|President Park Geun-hye and Gen. James D. Thurman, the outgoing commander of the Korea-U.S. Combined Forces Command, pose at Cheong Wa Dae on Thursday, after she conferred to him the Order of National Security Merit Tongil Medal for his contribution to maintaining peninsular peace and stability. (Yonhap News)|
President Park Geun-hye granted the Order of National Security Merit’s Tongil Medal to Thurman in a ceremony, which was attended by South Korean Defense Minister Kim Kwan-jin and other top commanders.
“I am deeply honored and humbled to serve in the Republic of Korea with the great ROK-U.S. combined joint team. The mutual trust, common values and commitment to security and prosperity are evident in the vitality and stability of this great nation,” Thurman said during the ceremony held at the presidential office Cheong Wa Dae.

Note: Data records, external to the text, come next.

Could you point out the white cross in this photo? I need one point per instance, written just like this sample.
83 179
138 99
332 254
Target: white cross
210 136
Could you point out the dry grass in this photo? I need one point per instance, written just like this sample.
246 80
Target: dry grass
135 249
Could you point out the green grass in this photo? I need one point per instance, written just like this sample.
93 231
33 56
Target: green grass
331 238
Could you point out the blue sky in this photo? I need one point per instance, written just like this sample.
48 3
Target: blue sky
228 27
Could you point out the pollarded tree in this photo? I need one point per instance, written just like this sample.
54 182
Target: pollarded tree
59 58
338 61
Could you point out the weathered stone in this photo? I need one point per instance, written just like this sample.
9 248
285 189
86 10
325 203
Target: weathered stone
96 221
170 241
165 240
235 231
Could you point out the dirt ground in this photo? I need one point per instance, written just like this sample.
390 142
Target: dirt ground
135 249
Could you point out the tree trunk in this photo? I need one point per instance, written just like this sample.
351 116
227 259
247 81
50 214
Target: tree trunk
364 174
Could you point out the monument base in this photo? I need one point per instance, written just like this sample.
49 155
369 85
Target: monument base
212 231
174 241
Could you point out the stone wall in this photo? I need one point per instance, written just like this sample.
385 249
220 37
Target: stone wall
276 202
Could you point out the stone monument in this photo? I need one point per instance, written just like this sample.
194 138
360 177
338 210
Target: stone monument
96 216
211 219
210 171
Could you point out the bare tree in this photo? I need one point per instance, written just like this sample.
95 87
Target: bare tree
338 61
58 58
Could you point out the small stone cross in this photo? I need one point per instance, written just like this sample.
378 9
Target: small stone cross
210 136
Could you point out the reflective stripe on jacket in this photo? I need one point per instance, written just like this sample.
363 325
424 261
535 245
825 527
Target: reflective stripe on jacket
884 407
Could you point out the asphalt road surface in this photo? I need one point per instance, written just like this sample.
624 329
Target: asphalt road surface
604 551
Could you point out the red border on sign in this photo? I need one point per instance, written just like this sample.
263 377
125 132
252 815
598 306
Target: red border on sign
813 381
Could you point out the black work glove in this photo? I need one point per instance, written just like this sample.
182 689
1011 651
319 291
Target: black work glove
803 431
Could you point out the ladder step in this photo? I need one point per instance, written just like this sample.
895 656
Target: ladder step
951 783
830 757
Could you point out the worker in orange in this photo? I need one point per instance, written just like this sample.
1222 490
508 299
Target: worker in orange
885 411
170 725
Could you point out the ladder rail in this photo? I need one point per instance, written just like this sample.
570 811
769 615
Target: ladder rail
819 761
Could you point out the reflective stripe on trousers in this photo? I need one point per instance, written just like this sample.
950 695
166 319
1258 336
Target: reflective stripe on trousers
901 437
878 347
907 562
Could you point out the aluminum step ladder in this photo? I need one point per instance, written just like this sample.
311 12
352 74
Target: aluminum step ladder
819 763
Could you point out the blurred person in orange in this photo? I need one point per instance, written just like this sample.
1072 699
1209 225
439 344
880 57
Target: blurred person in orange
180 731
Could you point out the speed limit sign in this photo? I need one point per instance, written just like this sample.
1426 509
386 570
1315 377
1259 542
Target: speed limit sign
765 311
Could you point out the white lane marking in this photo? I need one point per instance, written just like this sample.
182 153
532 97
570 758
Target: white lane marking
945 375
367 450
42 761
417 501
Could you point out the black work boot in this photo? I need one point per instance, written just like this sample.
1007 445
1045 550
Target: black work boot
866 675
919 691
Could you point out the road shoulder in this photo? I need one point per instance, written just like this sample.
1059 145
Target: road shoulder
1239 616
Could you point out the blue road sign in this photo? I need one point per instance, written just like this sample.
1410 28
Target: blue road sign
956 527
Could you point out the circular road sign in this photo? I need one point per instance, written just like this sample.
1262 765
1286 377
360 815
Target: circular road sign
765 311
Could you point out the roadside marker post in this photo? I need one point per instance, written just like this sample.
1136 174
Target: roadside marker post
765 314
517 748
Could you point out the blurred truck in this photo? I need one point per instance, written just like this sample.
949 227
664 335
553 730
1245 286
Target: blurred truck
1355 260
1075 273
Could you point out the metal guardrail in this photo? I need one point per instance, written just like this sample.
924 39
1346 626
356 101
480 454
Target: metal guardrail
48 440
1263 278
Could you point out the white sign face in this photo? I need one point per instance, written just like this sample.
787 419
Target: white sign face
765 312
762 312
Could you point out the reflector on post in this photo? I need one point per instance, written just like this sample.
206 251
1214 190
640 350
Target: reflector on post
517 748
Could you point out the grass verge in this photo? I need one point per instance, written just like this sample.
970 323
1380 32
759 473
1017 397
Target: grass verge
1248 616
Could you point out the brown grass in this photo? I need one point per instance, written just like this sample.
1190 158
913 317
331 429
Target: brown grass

“We will never forget that a terrible war was placed upon this nation, but the South Korean people have risen to be a world leader,” he said. “We will continue to focus on readiness for the defense and stability of the Korean Peninsula at all times.”
Gen. Curtis Scaparrotti, a veteran commander who served combat tours in Iraq and Afghanistan, will officially replace Thurman in a change-of-command ceremony slated for early October, military officials said.
Scaparrotti has been serving as director of the Joint Chiefs of Staff at the Pentagon and previously was the No. 2 American commander in Afghanistan.
As the head of USFK, he will also lead the South Korea-U.S. Combined Forces Command and the United Nations Command which monitors the truce on the peninsula.
The new commander comes at a critical time for the alliance between Washington and Seoul, with major changes looming over the location of the American base and the transfer of wartime operational control (OPCON).
As Pyongyang continues to advance its weapons program following a third nuclear test in February, the two nations have been discussing whether to delay the scheduled transfer of OPCON to South Korea in December 2015.
South Korea handed over its OPCON to the U.S.-led U.N. troops during the Korean War and regained peacetime OPCON in 1994.
Currently, the South Korean military remains in command under normal armistice circumstances, but the U.S. commander, dual-hatted as UNC commander, would assume OPCON of the two nations’ forces if war broke out.
About 28,500 U.S. troops are stationed in South Korea as the 1950-53 conflict ended in a ceasefire, not a peace treaty.